Developed at the Alliance’s GroundWorks program for new plays, Sleepwalkers takes place in Havana during the 1993 drought. We meet university dropout Tito (Nick Bixby) and his hustling friend Charley (Rafael Sardina) as they fill dishpans from their neighborhood’s only working faucet. As the buckets fill up, they’re visited by the Skinny Woman (Michelle Rios), who’s been abandoned by her husband and suffers from insomnia: “I can’t remember if I slept last night.”
Tito’s father (Mateo Gomez) is a world-weary veteran of the war in Angola, while his stepsister (Sophia Salguero) has been indoctrinated to embrace Communism without question, as shown by her colorful uniform. We follow the various characters as they try to sell blood, buy meat, watch forbidden television broadcasts from America and generally hope for a better life.
Of all the play’s characters, Sardina’s Charley is the only one who seems wide awake, demonstrated by his tendency to punctuate his sentences with snapping fingers. In one monologue he chats up tourists on a boardwalk, playing on the vanity of some (“Are you an actress?”) and the sympathy of others (“How many hours would you have to work to earn those tennis shoes?”).
As the Skinny Woman, Rios reveals a remarkably affecting and throaty voice. Her delivery isn’t particularly loud or musical, but it conveys a quiet suffering and longing for simple needs. Your heart goes out to her whenever she utters a sentence. In a surreal scene later in the play, Rios speaks poetically of her efforts to sleep while a pool of water spreads at her feet and takes up more and more of the stage.

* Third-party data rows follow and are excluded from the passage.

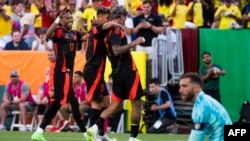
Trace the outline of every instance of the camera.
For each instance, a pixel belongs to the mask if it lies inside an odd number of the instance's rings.
[[[154,104],[156,104],[155,101],[145,101],[143,103],[143,109],[145,111],[150,111],[151,106],[154,105]]]

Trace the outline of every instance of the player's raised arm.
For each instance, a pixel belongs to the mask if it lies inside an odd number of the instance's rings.
[[[139,37],[135,41],[133,41],[133,42],[127,44],[127,45],[124,45],[124,46],[113,45],[112,50],[113,50],[115,56],[118,56],[118,55],[121,55],[123,53],[126,53],[131,48],[133,48],[133,47],[135,47],[137,45],[140,45],[140,44],[142,44],[144,42],[145,42],[145,39],[143,37]]]
[[[52,38],[54,36],[54,31],[56,30],[57,26],[60,24],[61,19],[66,15],[68,12],[67,9],[63,9],[59,12],[59,16],[57,16],[54,23],[49,27],[47,33],[46,33],[46,39]]]

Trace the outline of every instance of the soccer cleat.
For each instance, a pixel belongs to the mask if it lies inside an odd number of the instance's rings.
[[[83,133],[83,141],[88,141],[88,135],[87,135],[87,132],[84,132]]]
[[[47,130],[47,132],[59,132],[59,128],[56,127],[56,126],[52,126],[51,128],[49,128],[49,129]]]
[[[90,127],[87,130],[87,141],[97,141],[97,137],[98,137],[98,127],[96,125]]]
[[[98,136],[98,139],[99,139],[100,141],[113,141],[112,139],[110,139],[110,138],[108,137],[107,134],[104,134],[103,136]]]
[[[22,125],[21,127],[19,127],[19,131],[27,131],[26,125]]]
[[[129,137],[129,140],[128,140],[128,141],[141,141],[141,140],[139,140],[139,139],[137,139],[137,138]]]
[[[0,131],[7,131],[6,127],[4,125],[2,125],[2,124],[0,124]]]
[[[69,124],[69,121],[67,121],[67,120],[61,120],[61,121],[59,121],[58,130],[55,131],[55,132],[62,131],[68,124]]]
[[[46,141],[42,133],[35,132],[31,136],[32,141]]]

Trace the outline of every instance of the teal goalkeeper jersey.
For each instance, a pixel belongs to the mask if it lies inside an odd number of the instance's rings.
[[[224,141],[224,125],[232,124],[226,109],[211,96],[201,91],[192,111],[194,127],[189,141]]]

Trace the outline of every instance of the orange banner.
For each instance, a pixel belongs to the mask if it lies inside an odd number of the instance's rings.
[[[132,55],[140,73],[142,87],[145,88],[146,54],[144,52],[133,52]],[[85,63],[85,56],[81,52],[77,52],[74,71],[82,71]],[[17,70],[20,79],[30,85],[32,94],[37,94],[39,86],[45,80],[45,71],[49,66],[50,62],[46,51],[0,51],[0,85],[6,85],[10,81],[11,70]],[[110,72],[111,66],[107,61],[106,81]]]
[[[75,70],[83,70],[85,57],[77,52]],[[39,86],[45,80],[45,71],[50,66],[46,51],[1,51],[0,85],[10,81],[10,71],[17,70],[20,79],[31,87],[32,94],[37,94]]]

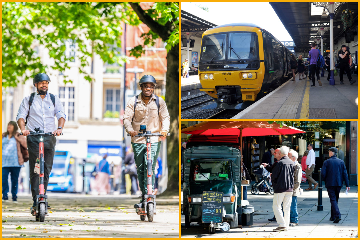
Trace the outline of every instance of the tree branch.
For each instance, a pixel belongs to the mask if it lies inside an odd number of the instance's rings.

Scott Spahr’s scenic design, which features a wide platform with no curtains or backdrop, permits intricate water effects that support the text’s evocations of Havana’s beach, the characters’ pressing need for water and the mythic 90-mile ocean trip to America. In a later sequence the entire platform is flooded, and frequently during the course of the play director Ruben Polendo conveys the effect of a dream shared by all the characters.
Commendably, none of the actors speak in accents. But Bixby’s Tito has the self-conscious delivery of an ironic American, making the character seem even more out of place than the role is written. Even more perplexing is the casting of brunette bombshell Sophia Salguero, who could be twice the age of the 12-year-old schoolgirl she portrays. Salguero has stage presence to spare, but the age discrepancy makes little sense, even as an artistic “choice” about burgeoning sexuality.
Over the past several years, the Alliance Theatre has presented a Latino-themed play every season, and more power to them. But Sleepwalkers, like productions such as Cloud Tectonics several years ago, has an overly cerebral, sterile quality that makes a striking contrast to the earthy humor and family ties of the theater’s African-American productions.
With Sleepwalkers, the whole may be greater than the sum of its parts, as the individual scenes lack the strength of the play’s cumulative effect. The production’s watery stage devices are unforgettable and help build to a haunting resolution (or lack thereof). But much of Sleepwalkers leaves you feeling restless.
Sleepwalkers plays through May 19 at the Alliance Theatre’s Hertz Stage, Woodruff Arts Center, 1280 Peachtree St. Tues.-Sat. at 8 p.m. Sun. at 2:30 and 7:30 p.m. $24-$30. 404-733-5000.??